I hate to post a comment about a failed summit, but perhaps this information will be useful to other "moderate" climbers who get lured onto this route and need to find a way out (as we did).
First of all, everything you read about this route is true, but not sufficient! You should know that the "third class" terrain beyond the crux (the four aces and the "headwall") contains quite a lot of fourth class climbing with big exposure. You should also know that this "third class" portion of the ridge is VERY LONG. If you are a moderate climber who likes a rope on exposed 4th class moves, you will spend several hours on this ridge AFTER passing the moderate 5th class climbing on the aces and headwall. If you (and/or your partner) are average moderate climbers, get a permit for Ypsilon Lake and plan on spending a few days. This route in a day from the trailhead is only for soloists or mutants. (My partner and I started at 3AM from the trailhead, we were on the ridge by 7AM, we finished the aces and headwall by 11AM. At 5PM we were still flailing up the "third class" remainder, well below the summit!)
All of the "standard" exits from this climb involve passing over the summit. If you don't reach the summit, forget about finding the trail to Old Fall River Road. Forget about reaching the col between Ypsilon and Chiquita. Forget about descending Donner Ridge. There are some steep ridges that flank this mountain from the summit to the north and east that effectively cut off any hope of traversing "around the back" to the described descent routes.
Fortunately, it IS possible to bail from this route before the summit. However, it involves almost as much time and effort as going up, so be prepared to spend the night! (Much safer to bivi than stagger down the talus, snow and scree in the dark). Retreat off the north-east side of Blitzen Ridge. If you are near the summit, you can make a moderate descending traverse to the north on scree. If you are further back on the ridge, you will probably have to rappel. There are many snow filled couloirs on this side of Blitzen - they are too steep to descend. Be careful. This retreat will deposit you in the broad, shallow cirque between Ypsilon (to the west) and Fairchild (to the north). There is a gentle tongue of tundra that bisects the upper portion of this cirque, and the easiest path is to its left (north side) on the way down. Beyond that tundra covered spit of land, work back to the south (right) along the bottom of the drainage that follows the northeast side of Blitzen Ridge. (Some maps list the pools in this drainage as the "Fay Lakes".) As you curve around the "backside" of Blitzen, you will eventually see the tree covered, moderately angled slope at the end of the ridge, which will get you back to Ypsilon Lake on its south side! When we used this escape in late June 2008, there was lots of snow in this drainage, and we could glissade easily and quickly over most of it. I don't know what's under all that snow, but even if it's just scree, the angle is low enough to make a reasonable descent with no significant cliffs. An ice axe is highly recommended (also having a water filter was very helpful!).

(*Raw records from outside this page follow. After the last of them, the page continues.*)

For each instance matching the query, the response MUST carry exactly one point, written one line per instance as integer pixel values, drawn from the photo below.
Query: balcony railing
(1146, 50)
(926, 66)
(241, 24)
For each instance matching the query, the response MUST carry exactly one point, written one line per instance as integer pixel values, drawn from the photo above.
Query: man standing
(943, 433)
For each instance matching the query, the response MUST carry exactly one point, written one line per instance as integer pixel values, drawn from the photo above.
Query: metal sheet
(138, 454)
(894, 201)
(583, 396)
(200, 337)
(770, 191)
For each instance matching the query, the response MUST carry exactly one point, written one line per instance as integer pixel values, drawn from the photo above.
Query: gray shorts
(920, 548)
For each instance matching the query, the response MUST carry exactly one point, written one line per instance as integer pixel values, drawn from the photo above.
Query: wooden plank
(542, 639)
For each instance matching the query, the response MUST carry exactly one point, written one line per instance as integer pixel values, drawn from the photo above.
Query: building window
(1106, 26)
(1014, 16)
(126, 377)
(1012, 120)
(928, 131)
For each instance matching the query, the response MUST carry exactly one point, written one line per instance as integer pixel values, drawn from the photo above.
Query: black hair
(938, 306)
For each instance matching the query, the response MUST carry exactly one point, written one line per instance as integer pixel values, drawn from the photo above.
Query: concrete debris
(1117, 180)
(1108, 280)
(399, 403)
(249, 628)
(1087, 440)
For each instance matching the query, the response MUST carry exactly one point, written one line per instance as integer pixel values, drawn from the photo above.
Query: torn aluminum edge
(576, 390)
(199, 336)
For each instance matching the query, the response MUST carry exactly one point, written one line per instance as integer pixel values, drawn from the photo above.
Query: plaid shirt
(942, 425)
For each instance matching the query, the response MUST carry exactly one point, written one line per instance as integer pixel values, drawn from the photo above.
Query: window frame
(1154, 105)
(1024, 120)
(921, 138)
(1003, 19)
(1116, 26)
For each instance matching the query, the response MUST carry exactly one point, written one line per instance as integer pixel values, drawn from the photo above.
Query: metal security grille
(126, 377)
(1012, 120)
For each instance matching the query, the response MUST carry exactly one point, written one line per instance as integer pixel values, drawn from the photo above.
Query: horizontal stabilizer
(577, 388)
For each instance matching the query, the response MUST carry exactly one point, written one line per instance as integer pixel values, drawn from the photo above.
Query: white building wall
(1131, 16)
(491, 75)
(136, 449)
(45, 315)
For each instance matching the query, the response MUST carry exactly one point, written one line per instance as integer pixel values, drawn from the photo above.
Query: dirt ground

The climbing on the aces and especially on the "headwall" was picture perfect, some of the nicest in the park. I'm glad I got to lead it, but I won't be back to "tag" this summit - guess I'm getting old!
Thank you for commenting on a this. For such an exposed and secluded climb, it's very important to have information on a descent before the summit- something that I overlooked. I added your piece to the page. Glad you made it off safely!!